Contagious Kale Salad

This kale salad is contagious. Everyone who eats it wants the recipe. Even those of our friends and family who don’t cook want to make it! And those who aren’t usually so free with their compliments are quick to commend the cook after tasting it. It literally has spread like a virus – but in the most delicious and nutritious way - among the people we know.

  • Serves: 2
  • Cook Time: 30 minutes
  • 1/4 cup Fresh Lemon Juice
  • 2 tablespoon Dijon Mustard
  • 1 tablespoon Shallots (minced)
  • 1 Garlic Clove (finely grated)
  • 1/4 tsp Kosher Salt
  • Freshly Ground Black Pepper (to taste)
  • 3/4 lb Kale (cut into pieces)
  • 3/4 lb Brussels Sprouts
  • 1/2 cup Extra Virgin Olive Oil (divided)
  • 1/2 cup Raw Almonds (chopped)
  • 1 cup Finely Grated Pecorino or Parmigiano Reggiano
  1. Combine lemon juice, Dijon mustard, shallots, garlic, ½ tsp. salt and a pinch of pepper in a small bowl. Stir to blend; set aside to let flavors meld.
  2. Mix thinly sliced kale and shredded Brussel sprouts in a large bowl.
  3. Measure ½ cup oil into a cup. Spoon 1 Tbsp. oil from cup into a small skillet; heat oil over medium-high heat.
  4. Add almonds to skillet and stir frequently until golden brown in spots, about 2 minutes. Transfer nuts to a paper towel-lined plate.
  5. Slowly whisk remaining olive oil in cup into lemon-juice mixture. Season dressing to taste with salt and pepper.

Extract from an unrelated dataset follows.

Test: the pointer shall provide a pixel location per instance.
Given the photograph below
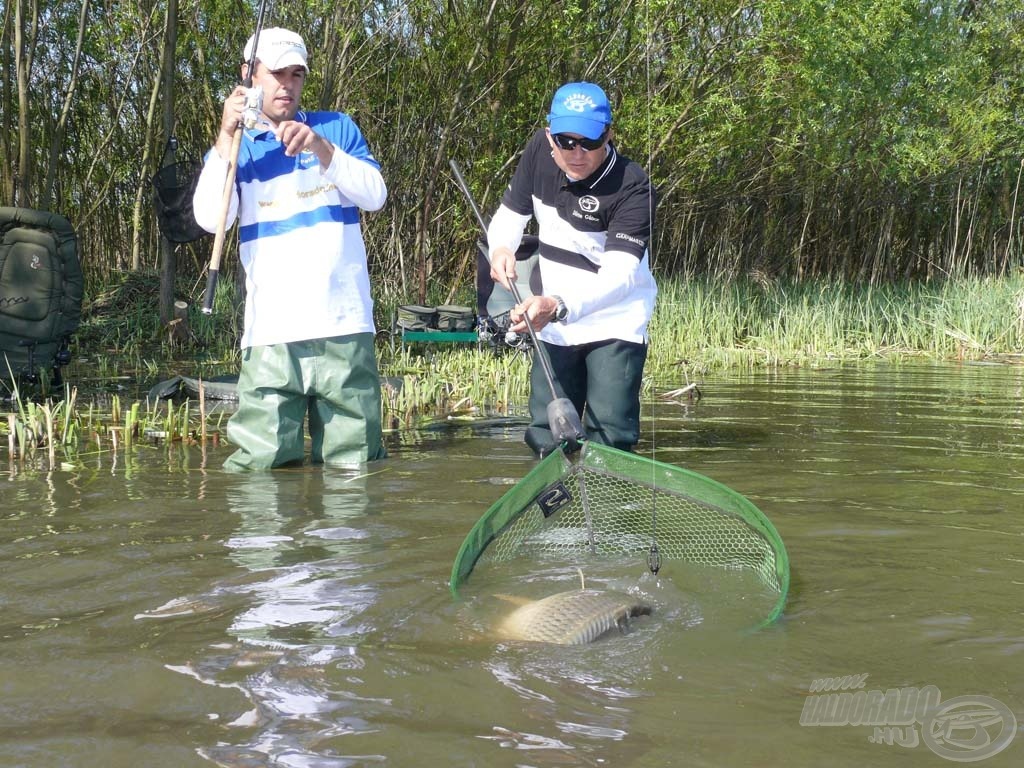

  6. If you would like to prep ahead, do the following: Dressing, kale mixture and toasted almonds can be prepared 8 hours ahead. Cover dressing and kale mixture separately and chill. Cover almonds and let stand at room temperature. Add dressing and cheese to kale mixture; toss to coat. Season lightly with salt and pepper. Garnish with almonds.